DA: Frankly, all I need is lists. One of those lists is a calendar, and the others are lists of things that hold potential options, things I can point myself to go and do depending on where I am, like “@work,” “@home,” etc. I don’t need anything but these eight or nine flat lists. Anything that manages lists works fine for that. I used a paper planner in exactly this way. It’s just a little easier to carry a Palm. But I could look through the planner more easily than I can look through the PDA.
TR: What about smart phones like Palm’s Treo, with calendars, e-mail, and so forth? They let you keep to-do lists and make calls from the same device.
DA: My Sony-Ericsson phone is much more fun to have in my pocket than a Treo, which lots of people like, but PDAs are clunky little things. I’d rather mix and match my Palm and my phone than smash them together. If one goes down I want the other one to work. And the phone’s tiny form factor is a plus. I was just out for a walk in Boston. I put the cell phone into my pocket. I didn’t want to take the Palm. If I had a Treo, I’d have to take them both with me, and then I’d have that big clunky thing in my pocket.

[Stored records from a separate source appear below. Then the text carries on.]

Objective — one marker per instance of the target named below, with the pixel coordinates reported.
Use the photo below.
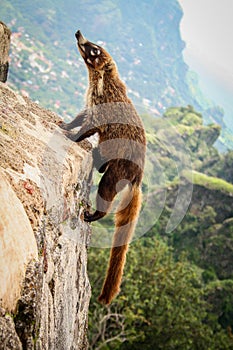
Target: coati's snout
(94, 55)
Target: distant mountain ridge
(144, 40)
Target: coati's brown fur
(120, 153)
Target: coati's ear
(95, 52)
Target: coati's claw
(93, 217)
(63, 125)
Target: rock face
(5, 34)
(44, 288)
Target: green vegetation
(178, 286)
(145, 41)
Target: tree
(161, 305)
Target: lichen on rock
(47, 176)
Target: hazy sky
(207, 28)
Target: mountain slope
(144, 40)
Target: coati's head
(95, 57)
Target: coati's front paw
(93, 217)
(63, 125)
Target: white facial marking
(95, 52)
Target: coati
(120, 154)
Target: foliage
(161, 305)
(145, 41)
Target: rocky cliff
(5, 34)
(44, 288)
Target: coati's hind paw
(93, 217)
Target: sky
(207, 29)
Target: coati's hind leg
(106, 192)
(98, 161)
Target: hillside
(178, 285)
(144, 40)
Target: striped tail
(125, 222)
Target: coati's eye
(95, 52)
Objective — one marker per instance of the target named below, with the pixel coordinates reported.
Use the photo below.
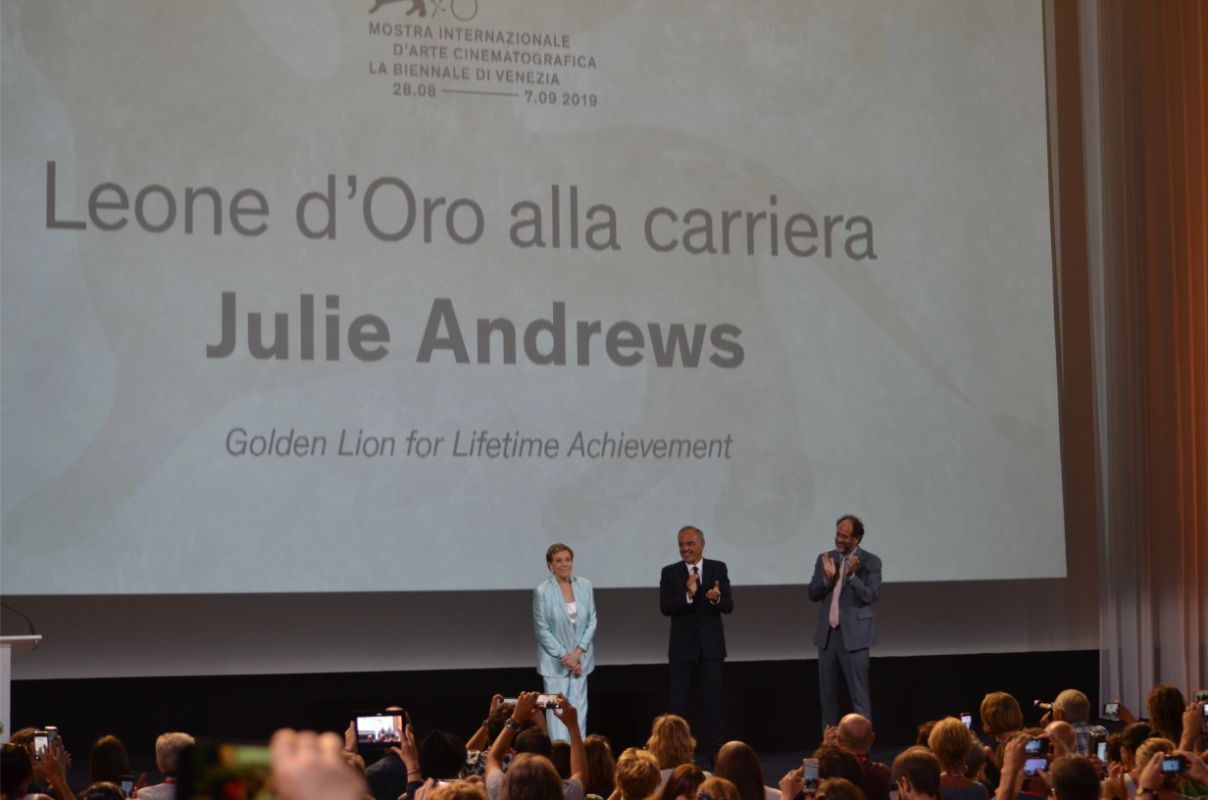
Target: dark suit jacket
(696, 626)
(860, 591)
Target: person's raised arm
(569, 717)
(521, 714)
(1192, 720)
(1014, 755)
(480, 740)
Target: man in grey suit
(847, 580)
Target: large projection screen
(388, 296)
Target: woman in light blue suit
(564, 622)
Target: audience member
(637, 775)
(16, 771)
(108, 760)
(951, 742)
(600, 765)
(685, 780)
(916, 772)
(559, 755)
(838, 789)
(855, 735)
(532, 782)
(671, 742)
(718, 789)
(738, 764)
(837, 763)
(1074, 777)
(168, 748)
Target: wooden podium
(10, 647)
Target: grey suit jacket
(860, 591)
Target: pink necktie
(838, 587)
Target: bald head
(855, 734)
(1062, 731)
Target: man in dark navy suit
(695, 592)
(847, 580)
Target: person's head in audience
(1062, 731)
(951, 742)
(838, 789)
(1074, 777)
(533, 740)
(738, 764)
(671, 741)
(600, 765)
(168, 749)
(684, 781)
(1072, 706)
(16, 771)
(917, 774)
(442, 755)
(1114, 755)
(458, 790)
(718, 789)
(637, 774)
(1166, 706)
(497, 720)
(108, 760)
(837, 763)
(1000, 714)
(532, 777)
(855, 734)
(355, 761)
(102, 790)
(1151, 747)
(1132, 737)
(559, 754)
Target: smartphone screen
(809, 766)
(379, 729)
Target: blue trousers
(575, 690)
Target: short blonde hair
(671, 741)
(458, 790)
(951, 742)
(168, 748)
(637, 774)
(1000, 713)
(1074, 706)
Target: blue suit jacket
(555, 635)
(860, 591)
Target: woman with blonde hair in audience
(718, 789)
(951, 742)
(671, 742)
(738, 764)
(637, 775)
(600, 777)
(685, 780)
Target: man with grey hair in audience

Also, a lot of PDAs are becoming like tiny computers, where you have to go through two or three clicks to find your lists. If you’re trying to map 43 different categories in Outlook on your Windows Mobile device, but you just want to make a quick call, how many places do you have to look? I understand that if you’re really geeky this becomes a habit – then you’ve broken down your unconscious resistance. And a lot of this stuff works on our own inner geeks when we’re at home on Saturday fooling around with the gadgets. But when you’re in the throes of reality, when you’re recovering from the flu and you feel like crap, it had better be real simple and real accessible to you.